Some of the villages visited for this singular pair correspond to significant places in Varda’s life. Her anecdotes add an extra layer, including stories about Varda’s marriage with French director Jacques Demy. It is as an invitation to vindicate and rescue her legacy for the future. Varda and JR association is more than an artistic collaboration.

It’s a friendship that transcends limitations of gender or age. JR comes along with Varda in her medical tests and later the photographer put giant prints of her almost blind eyes or her small foot in some of the places they visited. JR believes that now Varda’s eyes will go to places she otherwise couldn’t see.

In "Faces Places" there’s a feeling of innocence and wonder, joy and sadness, in every new step of the journey that includes a visit to Henri Cartier Bresson’s grave or a race inside the Louvre museum. 

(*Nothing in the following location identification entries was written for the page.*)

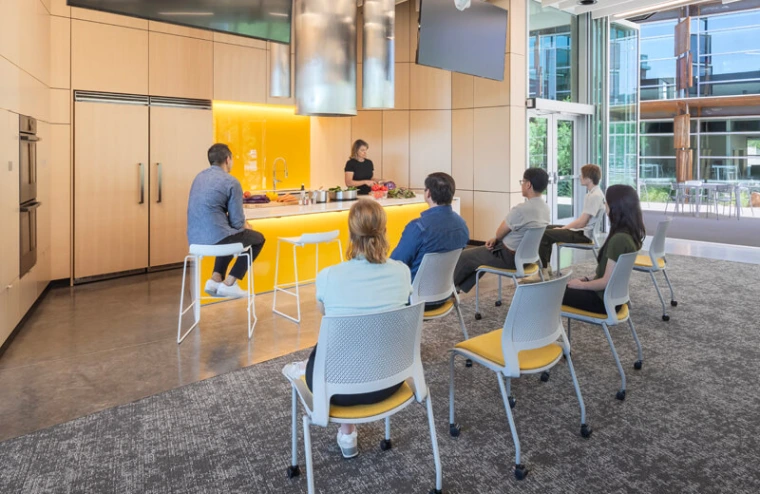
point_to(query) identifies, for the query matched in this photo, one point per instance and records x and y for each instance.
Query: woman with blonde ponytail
(367, 282)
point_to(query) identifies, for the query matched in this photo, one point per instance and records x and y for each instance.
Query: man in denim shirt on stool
(215, 216)
(438, 229)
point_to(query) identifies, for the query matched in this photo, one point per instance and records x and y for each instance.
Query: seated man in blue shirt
(438, 229)
(215, 216)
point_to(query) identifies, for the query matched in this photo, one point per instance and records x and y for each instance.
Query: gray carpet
(689, 423)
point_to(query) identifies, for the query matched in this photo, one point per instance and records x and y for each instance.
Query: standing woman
(359, 170)
(626, 235)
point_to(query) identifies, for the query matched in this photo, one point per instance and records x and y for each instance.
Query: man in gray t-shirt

The most painful event in the film occurs when Jean-Luc Goddard decides to not welcome Varda to his house when she wants to visit her longtime friend to introduce him her new friend JR. She then cries in front of the camera and is really sad a moving when we see her like this in such an unpredictable episode.  

 

 

Meanwhile, in another sequence, a big portrait of deceased Varda’s friend Guy Bordin is posted on an abandoned bunker on the sea shore. As a symbolic action, the waves of the sea gradually erase the image. All these big images combine the power of photography and pieces of architecture that struggle against oblivion. Maybe, someday movies will also disappear from Earth. This acceptance of death and of the temporary nature of images accentuates the work of both artists, especially when we become aware that perhaps Faces Places would be Varda’s final film.

In another beautiful moment, after a long insistence, JR shows himself to Varda without the dark glasses. Only her half-blind eyes can see him directly, but she can barely see his friend’s eyes. This compels us to reconsider everything we have witnessed until now. This is the work of someone who can’t admire her own movie in the way we can. Faces Places provide a memorable testament from two generations trying to find new forms of composing remarkable images in a time tired of the dubious presumption that everything has already been seen before.